Crimson Desert fügt kurz vor Release heimlich Denuvo hinzu
Am 12. März 2026, eine Woche vor dem Release von Crimson Desert, hat Pearl Abyss die Steam-Shopseite des Spiels still aktualisiert. Wer genau hinsah, fand einen neuen Eintrag: Dritt-Anbieter-DRM, Denuvo Anti-Tamper, fünf Aktivierungen auf verschiedenen PCs innerhalb eines Tages. Keine Pressemitteilung, keine Erklärung, keine Vorwarnung. Entdeckt wurde die Änderung von Spielern über die Community-Datenbank SteamDB, die Änderungen an Steam-Einträgen in Echtzeit protokolliert.
Die Reaktion war sofort und eindeutig. Das Steam-Forum von Crimson Desert wurde innerhalb von Stunden von kritischen Beiträgen überflutet. Dutzende Nutzer berichteten, ihre Vorbestellung storniert zu haben.
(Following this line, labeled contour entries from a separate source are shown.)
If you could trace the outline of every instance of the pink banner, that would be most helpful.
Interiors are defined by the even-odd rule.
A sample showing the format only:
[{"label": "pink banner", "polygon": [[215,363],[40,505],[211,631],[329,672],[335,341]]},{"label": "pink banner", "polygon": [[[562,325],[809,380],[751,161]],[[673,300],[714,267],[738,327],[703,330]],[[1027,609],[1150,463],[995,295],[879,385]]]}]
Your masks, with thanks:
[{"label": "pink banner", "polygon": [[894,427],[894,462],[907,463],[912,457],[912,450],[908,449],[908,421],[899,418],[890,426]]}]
Was Denuvo ist und warum es so unbeliebt ist
Denuvo Anti-Tamper ist kein klassischer Kopierschutz, sondern ein Anti-Tamper-System. Es verschlüsselt den Spielcode und prüft regelmäßig, ob er verändert wurde. Dafür nimmt es Kontakt zu Denuvo-Servern auf und erstellt sogenannte Tokens, die eure Spiellizenz bestätigen. Das bedeutet eine Pflicht-Internetverbindung bei der ersten Aktivierung und bei periodischen Re-Authentifizierungen, auch wenn offline weitergespielt werden kann.
Der Hauptvorwurf der Community: Diese ständigen Prüfungen belasten den Prozessor und können zu schlechterer Performance, längeren Ladezeiten und Rucklern führen. Bekannte Beispiele wie Resident Evil Village bestätigen das, andere Spiele zeigen kaum messbaren Einfluss. Denuvo ist außerdem ein Abo-Modell: Publisher zahlen monatlich für die Lizenz, was bedeutet, dass der Schutz nach dem Release oft wieder entfernt wird, sobald die heiße Verkaufsphase vorbei ist.
Was Pearl Abyss und Digital Foundry dazu sagen
Pearl Abyss hat gegenüber dem Forbes-Journalisten Paul Tassi eine knappe Erklärung veröffentlicht. Die Benchmark-Videos und Performance-Spezifikationen, die vorab veröffentlicht wurden, seien auf Basis desselben Denuvo-Builds entstanden wie das Veröffentlichungs-Build. Das betreffe ausdrücklich auch die technische Analyse von Digital Foundry.
Das ist ein relevantes Detail: Digital Foundrys PS5-Analyse von Crimson Desert fiel äußerst positiv aus. Wenn diese Tests bereits mit aktivem Denuvo durchgeführt wurden, spricht das dafür, dass der Performance-Einfluss gering ist. Verifizierbar ist das vor dem Release allerdings nicht. Zudem betrifft Denuvo ausschließlich die PC-Version. PS5 und Xbox nutzen plattformeigene Kopierschutzmechanismen von Sony und Microsoft.